Washington Post’s Valerie Strauss on Arne Duncan

President Obama’s first education secretary Arne Duncan has written a book entitled How Schools Work, and last Sunday he talked about his work at Politics and Prose. My wife and I would have liked to be there but my grandson Oliver turned five years old and we were instead grateful to be at his ice skating birthday party watching his one year old brother Emmett.

The Washington Post’s Valerie Strauss was in attendance, and as would be expected had much to complain about concerning his remarks. She was never a fan of Mr. Duncan because he advocated policies when he was in office with which she strenuously disagrees such as the expansion of the number of charter schools, tying teacher evaluations to student test scores, and use of the Common Core curriculum. But there was one paragraph in her article about his work as United States Education Secretary that really caught my attention.

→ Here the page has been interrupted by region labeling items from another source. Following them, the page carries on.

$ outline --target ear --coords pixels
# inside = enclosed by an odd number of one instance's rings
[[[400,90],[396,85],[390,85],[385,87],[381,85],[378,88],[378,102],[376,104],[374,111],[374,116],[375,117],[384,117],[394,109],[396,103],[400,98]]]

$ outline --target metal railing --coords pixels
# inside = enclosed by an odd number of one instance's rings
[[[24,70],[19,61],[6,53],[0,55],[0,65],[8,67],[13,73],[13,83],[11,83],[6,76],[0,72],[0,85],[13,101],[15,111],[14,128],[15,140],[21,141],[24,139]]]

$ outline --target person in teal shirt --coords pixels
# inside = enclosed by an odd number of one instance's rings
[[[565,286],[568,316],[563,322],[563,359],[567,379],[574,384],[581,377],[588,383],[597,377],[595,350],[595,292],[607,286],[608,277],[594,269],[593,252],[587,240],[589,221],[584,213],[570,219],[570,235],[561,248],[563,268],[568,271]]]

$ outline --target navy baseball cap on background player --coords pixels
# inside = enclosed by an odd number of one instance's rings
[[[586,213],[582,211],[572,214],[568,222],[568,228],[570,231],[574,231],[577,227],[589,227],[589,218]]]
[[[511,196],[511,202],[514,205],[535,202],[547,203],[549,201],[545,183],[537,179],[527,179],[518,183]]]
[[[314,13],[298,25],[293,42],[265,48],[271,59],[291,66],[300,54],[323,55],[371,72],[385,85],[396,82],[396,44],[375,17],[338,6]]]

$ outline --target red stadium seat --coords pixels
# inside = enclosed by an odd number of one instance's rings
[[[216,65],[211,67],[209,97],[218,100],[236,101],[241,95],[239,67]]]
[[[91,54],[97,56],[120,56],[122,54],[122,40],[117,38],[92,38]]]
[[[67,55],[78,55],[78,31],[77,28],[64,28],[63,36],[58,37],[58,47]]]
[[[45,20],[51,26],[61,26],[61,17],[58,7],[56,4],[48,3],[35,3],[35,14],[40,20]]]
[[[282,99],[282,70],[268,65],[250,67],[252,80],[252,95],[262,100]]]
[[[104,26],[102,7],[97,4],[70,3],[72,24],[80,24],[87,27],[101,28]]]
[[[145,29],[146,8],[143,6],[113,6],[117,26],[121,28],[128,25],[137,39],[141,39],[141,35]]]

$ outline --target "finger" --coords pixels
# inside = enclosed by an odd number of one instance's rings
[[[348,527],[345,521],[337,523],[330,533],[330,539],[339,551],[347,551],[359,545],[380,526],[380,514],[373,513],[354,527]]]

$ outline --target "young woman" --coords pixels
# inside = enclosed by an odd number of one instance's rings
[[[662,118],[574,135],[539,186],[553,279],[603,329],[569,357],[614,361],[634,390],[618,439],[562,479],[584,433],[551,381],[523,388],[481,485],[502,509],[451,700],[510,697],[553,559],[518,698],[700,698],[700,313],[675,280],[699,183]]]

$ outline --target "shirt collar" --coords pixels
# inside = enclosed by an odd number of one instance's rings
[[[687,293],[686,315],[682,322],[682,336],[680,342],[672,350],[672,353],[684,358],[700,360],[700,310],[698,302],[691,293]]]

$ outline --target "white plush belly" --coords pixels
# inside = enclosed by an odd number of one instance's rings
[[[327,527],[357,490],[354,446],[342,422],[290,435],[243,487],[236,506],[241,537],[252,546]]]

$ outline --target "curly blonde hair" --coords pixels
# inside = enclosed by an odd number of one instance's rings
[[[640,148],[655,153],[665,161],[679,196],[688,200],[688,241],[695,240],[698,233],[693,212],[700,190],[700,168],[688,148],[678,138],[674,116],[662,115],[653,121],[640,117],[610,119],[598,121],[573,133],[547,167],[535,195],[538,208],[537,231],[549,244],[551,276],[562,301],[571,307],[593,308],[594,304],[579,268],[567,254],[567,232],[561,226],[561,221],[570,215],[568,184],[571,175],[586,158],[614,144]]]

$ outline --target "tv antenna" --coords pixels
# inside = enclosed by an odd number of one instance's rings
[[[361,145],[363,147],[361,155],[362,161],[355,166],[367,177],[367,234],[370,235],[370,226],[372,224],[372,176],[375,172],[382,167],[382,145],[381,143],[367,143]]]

“What he didn’t do, which some in the education world argue is the most important thing he could have attacked, is this: attempt to change the way the United States funds its public schools. School districts rely in large part on property taxes, which guarantees that poor communities have schools with fewer resources. Federal funding aimed at closing the gap doesn’t come close, and, so, in this country, standardized test scores tell us only where a child lives, making reforms that place high stakes on the scores nonsensical.”

It is tragically true that in 2018 for far too many students standardized test scores tell us only where a child lives. But a policy that dramatically changes this equation, private school vouchers, is attacked at every opportunity by Ms. Strauss and Mr. Duncan. When he served in Mr. Obama’s cabinet, Mr. Duncan took every step at his disposal to shutdown D.C.’s Opportunity Scholarship Program, the private school voucher plan created by Congress for kids living in poverty. He so restricted the number of families that could participate that instead of continuing to administer the awards, Joseph E. Robert, Jr. closed the Washington Scholarship Fund, the organization he had founded to provide private school tuition for low-income scholars. Here is the letter Mr. Robert sent to Mr. Duncan in 2009 about his decision.

This is what I would have asked him about if I could have attended the book forum. I would have wanted to know how he could sleep at night knowing that while his children received a high quality education, be personally blocked hundreds of young people without means from the same chance.